The runs boost helped U.S. refinery utilization rates increase 1.7 percentage points to 87.7% of capacity the week ended March 28. Analysts had been looking for a 0.3 percentage-point decline.
However, the closure of the Houston Ship Channel for a good portion of the week ended March 28 also likely was responsible for the surprise inventories draw. The channel closed due to a ship-barge collision that caused an oil spill.
U.S. Gulf Coast (USGC) stocks fell 1.34 million barrels to 198.98 million barrels during the week ended March 28 amid a 419,000 b/d drop in crude oil imports, which fell to 2.98 million b/d.
Imports from Mexico, many of which head to the USGC, were down 243,000 b/d to 774,000 b/d and imports from Iraq dropped 353,000 b/d to just 85,000 b/d. That said, imports from Saudi Arabia rebounded 340,000 b/d to 1.48 million b/d the week ended March 28. The previous week’s imports from Saudi Arabia of 1.14 million b/d were the lowest since the week ended November 1, when they were 793,000 b/d.
A boost in crude oil runs at USGC refineries also likely cut into USGC stocks. USGC runs rose 142,000 b/d to 8.05 million b/d, helping to boost refinery utilization rates by 1.7 percentage points to 89.7% of capacity -- the highest rate seen since the week ended January 10, when it was 91.7%.
Likely helping to boost rates, ExxonMobil's 365,000 b/d Beaumont, Texas, refinery resumed normal operations late the week ended March 28 following a fluid catalytic cracker upset.
U.S. Midwest crude oil stocks continued to drop the week ended March 28, falling a further 1.63 million barrels to 96.81 million barrels. This puts stocks just 0.33% above the EIA five-year average.
The region has seen inventories fall more than 11 million barrels since the week ended January 24. Likewise, stocks at Cushing, Oklahoma -- delivery point for the New York Mercantile Exchange (NYMEX) crude oil futures contract -- fell a further 1.22 million barrels to 27.25 million barrels. Cushing stocks are down a cumulative 14.6 million barrels over the same period.
Likely helping Midwest stocks' slide was a sharp rebound in crude oil runs. Midwest refineries boosted their runs by 219,000 b/d to 3.33 million b/d. This helped to push refinery utilization rates 5.8 percentage points higher to 88.4% of capacity.

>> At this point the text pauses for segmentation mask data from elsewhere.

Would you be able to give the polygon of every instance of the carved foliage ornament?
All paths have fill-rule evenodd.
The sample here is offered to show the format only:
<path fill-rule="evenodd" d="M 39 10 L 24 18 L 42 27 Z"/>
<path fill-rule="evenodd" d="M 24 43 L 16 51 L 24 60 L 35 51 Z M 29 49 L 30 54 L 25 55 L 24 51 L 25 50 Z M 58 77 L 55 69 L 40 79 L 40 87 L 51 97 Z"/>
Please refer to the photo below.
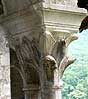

That said, rates are still well below the 95.1% of capacity seen in the week ended February 28.
U.S. Atlantic Coast (USAC) refinery utilization, however, fell 6.1 percentage points to 73.9% of capacity as runs fell 83,000 b/d to 952,000 b/d. Crude oil imports to the region fell 261,000 b/d to 538,000 b/d.
USAC GASOLINE STOCKS DROP
U.S. gasoline stocks fell 1.57 million barrels to 215.62 million barrels the week ended March 28, largely in line with analysts' expectations.
Stocks on the USAC -- home to the New York Harbor-delivered NYMEX RBOB contract -- fell 1.94 million barrels to 55.12 million barrels.
This puts USAC gasoline stocks more than 4.5% below the EIA five-year average. USAC stocks have fallen nearly 9.5 million barrels since the week ended January 31.
USAC gasoline and blending component imports eased, falling 54,000 b/d to 513,000 b/d during the week ended March 28. Imports to the region were 567,000 b/d the week ended March 21, the highest since late January. That said, USAC gasoline blending production rose 43,000 b/d to 2.87 million b/d.
Total U.S. gasoline blending and production rose 186,000 b/d to 9.53 million b/d, with the share of that increase spread across much of the country. Implied demand* for gasoline fell sharply, slipping 289,000 b/d to 8.71 million b/d. However, a four-week moving average shows gasoline demand has been relatively steady, rising just 75,000 b/d week over week to 8.79 million b/d.
U.S. distillate stocks rose 554,000 barrels to 112.96 million barrels the week ended March 28, counter to analysts’ expectations. Analysts had been looking for a 900,000-barrel draw.
USGC distillate stocks rose 1.73 million barrels to 37.56 million barrels during the week ended March 28. The rise could have been aided by the closure of the Houston Ship Channel, which likely impacted the region's ability to export refined products.
USGC ultra-low sulfur diesel production was little changed, rising just 10,000 b/d to 2.41 million b/d.